Getting Started

  • Go to the course GitHub organization page and find the repository entitled “ae08-GitHubUsername”.
  • Click the green “code” button and copy the SSH URL.
  • Go to RStudio, select File \(\rightarrow\) New Project \(\rightarrow\) Version Control \(\rightarrow\) Git and paste the URL.
  • Open the .Rmd file and replace “Your Name” with your name.

Data Representation

Part 1: Misleading Pie Charts1

Q - What is the graph trying to show?

Q - Why is this graph misleading?

Part 2: Spurious Correlations2

Q - What is the graph trying to show?

Q - Why is this graph misleading?

Q - Try fixing or improving the graph with the given data below. The unit of value for what = “Divorce rate” is per 1,000, and it is lbs for what = “margarine”. What message is more clear in your visualization than it was in the original visualization? Hint: compare relative change (new-old)/old from 2000 to remove the effects of different scales.

library(tidyverse)
df <- tribble(
  ~value, ~year, ~what, 
  5, 2000, "Divorce rate",
  4.7, 2001, "Divorce rate",
  4.6, 2002, "Divorce rate",
  4.4, 2003, "Divorce rate",
  4.3, 2004, "Divorce rate",
  4.1, 2005, "Divorce rate",
  4.2, 2006, "Divorce rate",
  4.2, 2007, "Divorce rate",
  4.2, 2008, "Divorce rate",
  4.1, 2009, "Divorce rate",
  8.2, 2000, "Per capita consumption of margarine",
  7, 2001, "Per capita consumption of margarine",
  6.5, 2002, "Per capita consumption of margarine",
  5.3, 2003, "Per capita consumption of margarine",
  5.2, 2004, "Per capita consumption of margarine",
  4, 2005, "Per capita consumption of margarine",
  4.6, 2006, "Per capita consumption of margarine",
  4.5, 2007, "Per capita consumption of margarine",
  4.2, 2008, "Per capita consumption of margarine",
  3.7, 2009, "Per capita consumption of margarine"
)
df %>% 
  mutate(starting_value = rep(c(5, 8.2), each = 10)) %>% 
  mutate(rc_value = (value - _____)/_____) %>% 
  ggplot(aes(x = ____, y = ____, col = ____)) + 
  geom_line() + 
  geom_point() +
  labs(x = "Year", y = "Relative change from 2000", 
       color = "Variable") +
  scale_x_continuous(breaks = 2000:2009) +
  scale_color_viridis_d() +
  theme(legend.position = "bottom")

Part 3: Misleading Truth3

Sometimes, a completely honest, but not well-thought-out graph can distort the information that the visualization intends to show.

Q - What is the graph trying to show?

Q - Why is this graph misleading?

“In general, highly deprived neighborhoods such as urban areas tend to be densely populated, and they are less visible on a regular map. By contrast, wealthier suburban areas – which are often less densely populated and therefore much larger – dominate the map.
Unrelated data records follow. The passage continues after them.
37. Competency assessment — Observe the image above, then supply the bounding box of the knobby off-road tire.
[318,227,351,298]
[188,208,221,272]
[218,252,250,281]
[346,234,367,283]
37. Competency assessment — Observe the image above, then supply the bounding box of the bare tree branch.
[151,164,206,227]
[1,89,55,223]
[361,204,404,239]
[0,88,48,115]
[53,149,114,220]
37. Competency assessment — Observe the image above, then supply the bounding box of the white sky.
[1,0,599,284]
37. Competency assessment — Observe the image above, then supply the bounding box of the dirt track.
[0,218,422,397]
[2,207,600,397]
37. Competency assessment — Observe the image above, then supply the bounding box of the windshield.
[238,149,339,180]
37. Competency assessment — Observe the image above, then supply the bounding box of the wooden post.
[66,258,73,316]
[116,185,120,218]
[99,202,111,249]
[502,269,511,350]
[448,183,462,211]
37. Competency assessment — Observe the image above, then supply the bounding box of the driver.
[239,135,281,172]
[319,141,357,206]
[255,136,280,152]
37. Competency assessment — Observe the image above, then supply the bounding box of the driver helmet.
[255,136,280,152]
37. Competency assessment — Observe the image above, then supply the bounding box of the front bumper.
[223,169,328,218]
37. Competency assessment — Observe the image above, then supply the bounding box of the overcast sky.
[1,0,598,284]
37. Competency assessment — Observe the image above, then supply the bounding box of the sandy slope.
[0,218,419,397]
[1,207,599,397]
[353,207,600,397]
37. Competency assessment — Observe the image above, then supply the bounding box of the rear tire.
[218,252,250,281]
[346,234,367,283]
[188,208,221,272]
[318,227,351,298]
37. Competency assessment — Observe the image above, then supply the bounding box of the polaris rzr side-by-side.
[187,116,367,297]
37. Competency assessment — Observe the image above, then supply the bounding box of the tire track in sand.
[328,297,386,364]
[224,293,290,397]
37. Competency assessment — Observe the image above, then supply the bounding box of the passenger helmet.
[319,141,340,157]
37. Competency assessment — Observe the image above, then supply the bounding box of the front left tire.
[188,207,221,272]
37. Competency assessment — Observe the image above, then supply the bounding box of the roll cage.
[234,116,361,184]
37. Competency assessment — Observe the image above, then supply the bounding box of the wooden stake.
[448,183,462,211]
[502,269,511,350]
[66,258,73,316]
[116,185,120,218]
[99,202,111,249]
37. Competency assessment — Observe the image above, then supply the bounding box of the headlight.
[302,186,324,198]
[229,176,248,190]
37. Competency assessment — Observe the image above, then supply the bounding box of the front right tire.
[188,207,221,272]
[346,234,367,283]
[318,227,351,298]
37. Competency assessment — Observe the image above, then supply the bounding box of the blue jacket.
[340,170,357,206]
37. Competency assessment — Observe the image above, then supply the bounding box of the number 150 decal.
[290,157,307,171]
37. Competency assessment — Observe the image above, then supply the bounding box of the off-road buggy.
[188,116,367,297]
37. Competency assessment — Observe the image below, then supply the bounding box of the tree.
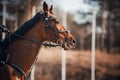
[91,0,120,53]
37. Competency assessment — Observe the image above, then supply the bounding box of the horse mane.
[1,12,42,49]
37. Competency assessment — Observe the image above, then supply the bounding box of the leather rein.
[0,12,70,80]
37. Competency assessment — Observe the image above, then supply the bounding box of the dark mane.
[1,12,42,48]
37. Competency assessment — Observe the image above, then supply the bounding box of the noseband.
[42,12,70,46]
[0,12,70,80]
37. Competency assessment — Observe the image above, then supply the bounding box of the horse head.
[41,2,76,50]
[0,2,76,80]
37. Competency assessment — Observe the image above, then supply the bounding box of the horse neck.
[7,21,45,73]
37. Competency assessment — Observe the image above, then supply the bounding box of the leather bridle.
[0,12,71,80]
[42,12,70,46]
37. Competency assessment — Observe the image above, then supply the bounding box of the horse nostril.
[71,39,76,48]
[72,39,76,44]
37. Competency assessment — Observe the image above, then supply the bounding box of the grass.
[34,47,120,80]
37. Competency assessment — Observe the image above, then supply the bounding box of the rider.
[0,24,9,63]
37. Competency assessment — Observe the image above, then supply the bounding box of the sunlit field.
[35,47,120,80]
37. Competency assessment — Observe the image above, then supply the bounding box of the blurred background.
[0,0,120,80]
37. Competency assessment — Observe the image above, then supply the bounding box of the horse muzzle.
[57,38,76,50]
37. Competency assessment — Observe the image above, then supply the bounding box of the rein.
[0,32,37,80]
[11,33,42,45]
[0,12,70,80]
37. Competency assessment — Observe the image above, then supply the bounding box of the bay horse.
[0,2,76,80]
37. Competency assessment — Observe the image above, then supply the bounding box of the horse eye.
[55,21,59,24]
[54,19,59,24]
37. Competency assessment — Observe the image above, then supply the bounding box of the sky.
[58,0,85,11]
[42,0,93,12]
[42,0,100,24]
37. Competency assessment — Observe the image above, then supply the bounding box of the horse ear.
[43,1,48,12]
[49,5,53,13]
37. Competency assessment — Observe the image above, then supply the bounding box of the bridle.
[0,12,71,80]
[42,12,70,46]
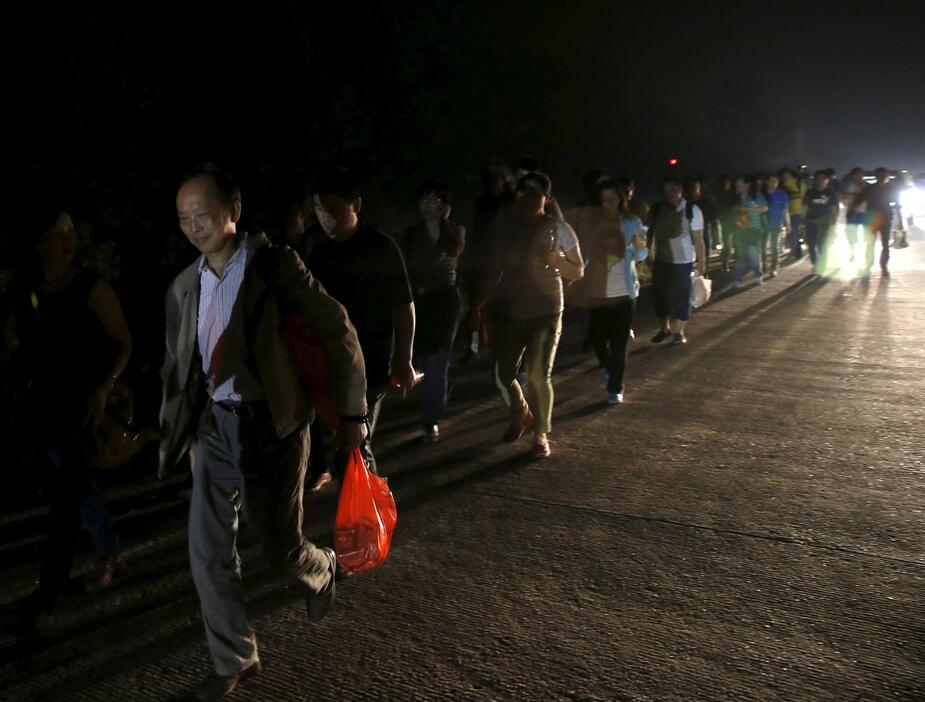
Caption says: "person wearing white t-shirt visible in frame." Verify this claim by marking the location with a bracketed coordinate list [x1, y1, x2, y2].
[647, 177, 706, 345]
[584, 180, 648, 404]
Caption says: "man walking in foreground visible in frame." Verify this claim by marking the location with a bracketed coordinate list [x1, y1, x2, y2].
[159, 165, 369, 700]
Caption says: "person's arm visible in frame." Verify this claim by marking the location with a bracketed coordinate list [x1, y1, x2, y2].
[548, 221, 584, 280]
[86, 278, 133, 428]
[626, 221, 649, 261]
[645, 207, 657, 255]
[549, 245, 584, 280]
[692, 229, 706, 276]
[384, 238, 417, 398]
[392, 302, 416, 398]
[752, 195, 768, 214]
[443, 223, 466, 259]
[691, 206, 706, 275]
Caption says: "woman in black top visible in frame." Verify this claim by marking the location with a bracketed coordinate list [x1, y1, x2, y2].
[6, 208, 132, 635]
[402, 182, 465, 442]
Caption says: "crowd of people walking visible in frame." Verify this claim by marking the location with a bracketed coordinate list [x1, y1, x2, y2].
[0, 157, 911, 700]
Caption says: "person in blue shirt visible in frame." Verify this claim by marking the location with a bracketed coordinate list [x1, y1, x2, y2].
[733, 175, 768, 287]
[764, 174, 789, 277]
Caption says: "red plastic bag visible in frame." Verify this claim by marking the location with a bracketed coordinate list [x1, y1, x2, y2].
[334, 449, 398, 573]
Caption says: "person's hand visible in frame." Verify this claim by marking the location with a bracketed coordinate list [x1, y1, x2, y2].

So there’s a risk that readers might draw inaccurate conclusions about the level of deprivation in any given area.”

Therefore, we may consider non-traditional maps such as hexagonal geogrids scaled by resident population to give readers a more accurate impression.

Part 4: Algorithmic Bias and Simpson’s Paradox

A company uses a machine learning algorithm to determine which job advertisement to display for users searching for technology jobs. Based on past results, the algorithm tends to display lower paying jobs for women than for men (after controlling for other characteristics than gender).4

Q - What ethical considerations might be considered when reviewing this algorithm?

Simpson’s paradox is a phenomenon where conclusions drawn from analyzing subgroups differ from conclusions drawn from the aggregate group. We will demonstrate Simpson’s paradox with the data below. 5

berk <- read_csv("data/Berkeley_admissions.csv")

Q - Let’s compute total female / male applicants, the total number of applicants accepted, and acceptance probabilities for female / male / all applicants.

Q - So what happened at Berkeley?

Data Ethics

Part 5: Ethics in Collecting & Handling Data

A data analyst received permission to post a dataset that was scraped from a social media site. The full dataset included name, username, email address, geographic location, IP (Internet protocol) address, demographic profiles, and preferences for relationships. The analyst removes name and email address from the dataset in effort to de-identify it.

Q - Why might it be problematic to post this dataset publicly?

Q - You want to make the data available so your analysis is transparent and reproducible. How can you modify the full dataset to make the data available in an ethical way?

Submitting Application Exercises

  • Once you have completed the activity, push your final changes to your GitHub repo.
  • Make sure you committed at least three times.
  • Check that your repo is updated on GitHub, and that’s all you need to do to submit application exercises for participation.